One late spring evening my son and I fished a popular spot on the Muskegon River without success or any sign of fish. The sun was coming down the sky and we knew it would be dark in a little over an hour. We looked at each other and in wordless agreement waded toward the bank. We considered calling it a night but agreed to try another hole until sundown. We drove to a favorite spot, climbed down the bank, and eased into the water.
We had chosen to fish a wide flat where shallow water ran swiftly over smooth gravel. The water there, clean and clear was only deep in little pockets and it was usually alive with trout. We had a lot of success in the past catching rainbows with Caddis flies casting up-stream and then allowing them to drag a little after they had floated downstream before pulling them from the water. In that last moment before withdrawing the fly, the rainbows loved to hit them and the reel would sing.
We weren’t even in the water yet and we could see and hear a feeding frenzy in progress, a Caddis hatch. I made my way up river a few yards and Kyle wadded down. The evening was perfect. Sun was just over the trees and sent a shining path up the water. My line was sinking and pulling the fly into the water. I cast over and over again false casting to dry my fly, using floatant, but nothing worked. My line was cracked at the end and taking on water. The fly would not sit on top of the water and it aroused no interest.
I watched Kyle downstream. The sun was setting beyond him. He stood in the rippling path of light cast by the descending sun. His line looped beautifully above his head and settled soft on the water. Every few minutes I would see him bend and release a fish back into the river.

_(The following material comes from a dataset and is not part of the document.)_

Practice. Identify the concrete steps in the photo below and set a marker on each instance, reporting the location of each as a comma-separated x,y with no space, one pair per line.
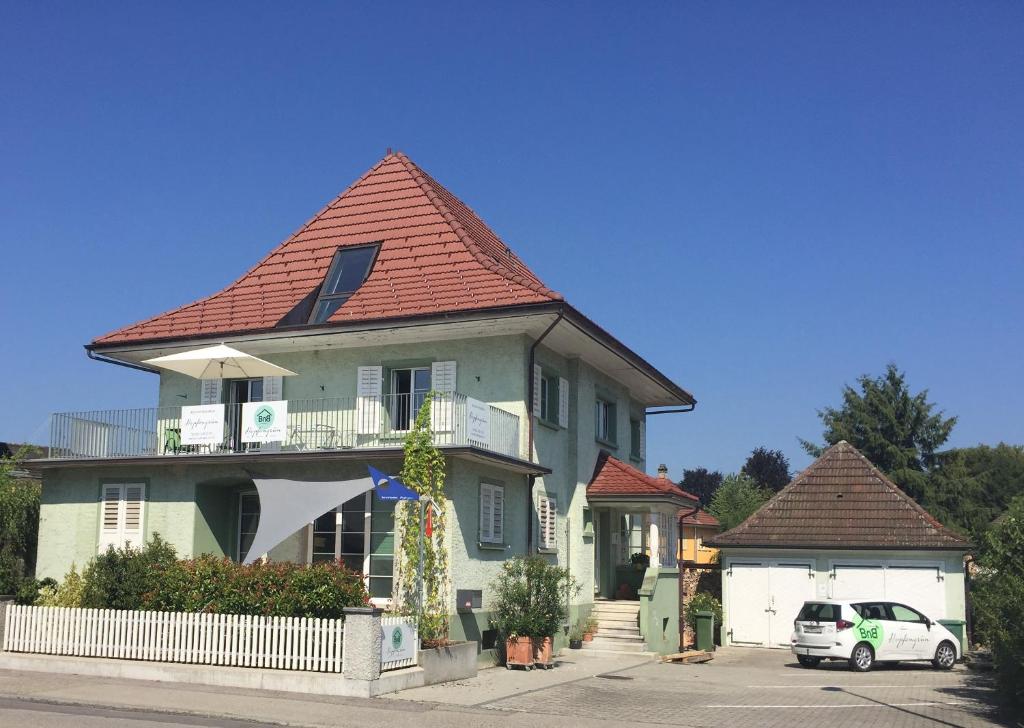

The sun settled on the treetops and then sank beyond them. I drank in the beauty of the on-coming night and the sight of my son’s easy confidence on the river. Fish broke the water all around some slurping flies and others coming clean out of the river tail-dancing on top. I was wet-wading and enjoying the feel of the cool water running past by legs.
As the sun set over Kyle’s shoulder the moon rose near full over mine in the south-east sky. We stayed on the river for an hour after dark. Kyle caught fish and I practiced casting every one of my senses pulling in the mellow sweetness of a perfect summer evening.
It was a perfect summer evening even though I didn’t hook a single fish. As we traced the path back to our truck I knew that we had tucked away a memory in our hearts that we would still cherish when we were old men on the porch.
I have three other sons and four daughters. I am praying the Lord will give us many mellow summer nights on the porch, or under the stars, or by the lake, or gazing into a fire, or eating watermelon and sweet corn, or catching fireflies. And I am praying that I will never forget that just being together is usually enough.